Wednesday 10 October 2018

"Kindertransport" by Diane Samuels
Nottingham Playhouse.
Faith is leaving home to move into a new flat and her mother, Evelyn. is going through items in their attic, glasses, teapots, cutlery etc, to give to Faith for her new flat,when Faith decides that she doesn't really want to move out, so the mother leaves her up stairs while she goes down to sort tea out.
Whilst she has the attic to herself she starts to look in some of the other boxes, which reveals a secret that had been hidden for a long while.
Kindertransport (children's transport), gave Jewish children—and only children—safe passage to the UK. Spared the horrors of the death camps, the Jewish "Kinder" were uprooted, separated from their parents and transported to a different culture safe from the fear of the German death camps.
Eva Schlesinger, daughter of Helga and Werner, is sent away to live with a foster carer, Lil, in Manchester, England, temporarily until her parents find work and move to England too.
How are these two incidents connected and what is the secret that Evelyn had kept from Faith? And who is the Ratcatcher, and why is the evil Ratcatcher connected to both Eva and Evelyn?
Cleverly written which will have you thinking throughout the play's first act, the pieces then all come together in the second act, and the demons hidden away in the attic resurface.
The cast, Denise Black (Lil), Elena Breschi (Faith), Rebecca D'Souza (Helga), Cate Hamer (Evelyn), Jenny Walser (Eve) and Patric Osborne, who plays the Ratcatcher, very much in the style of Freddy Kreuger, are all superb.

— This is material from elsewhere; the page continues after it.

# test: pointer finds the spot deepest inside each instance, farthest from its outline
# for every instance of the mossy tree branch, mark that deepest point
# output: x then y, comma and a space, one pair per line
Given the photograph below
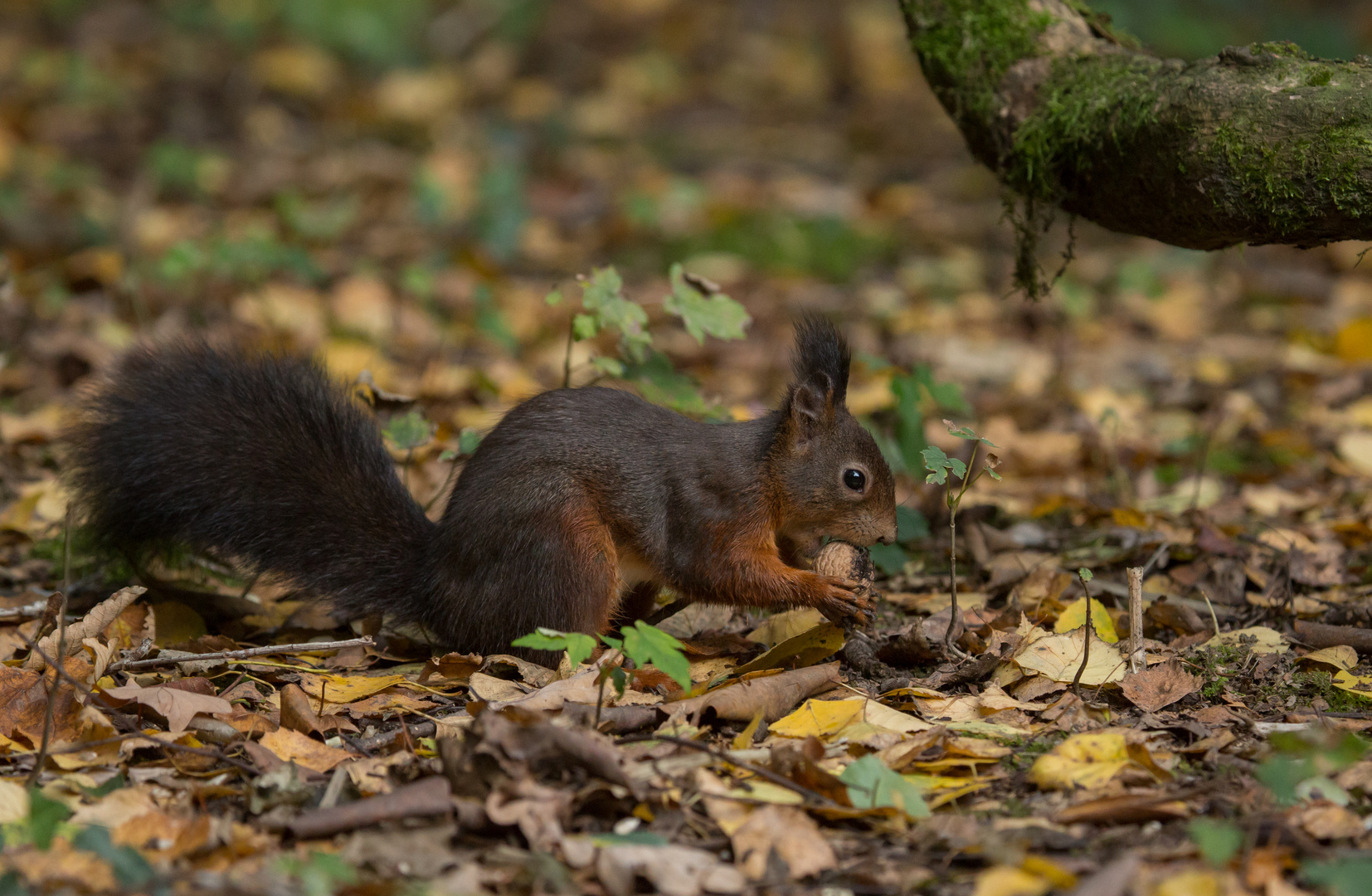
1258, 144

Directed by Fiona Buffini, she excels in the visual side of this play.The lighting, by Alexandra Stafford, really does paint the nightmarish Ratcatcher in a horror movie style image, in contrast to the loving and protective imagery of Lil and Evelyn.
Almost all of the stage is the attic, and there is so much to look at, as you can imagine, Lil and Evelyn have amassed many memories up there, and is instantly eye catching. the right side of the stage is given away to a bed where Helga and Eve hold their discussions before Helga sends Eve away. This design is by Madeline Girling.
You'd think that a story about a girl sent away to escape the horrors of the war may be a bit dreary or bum achingly dull. Not so my dear reader as the story is so cleverly interwoven betwixt the two families that you find yourself almost playing detective as to the connections. It is at times harrowing but it needs to be to portray what Eve and her mother went through as well as the cultural differences between the two countries and families.

"Kindertransport" is on at Nottingham Playhouse until Saturday 20th October 2018.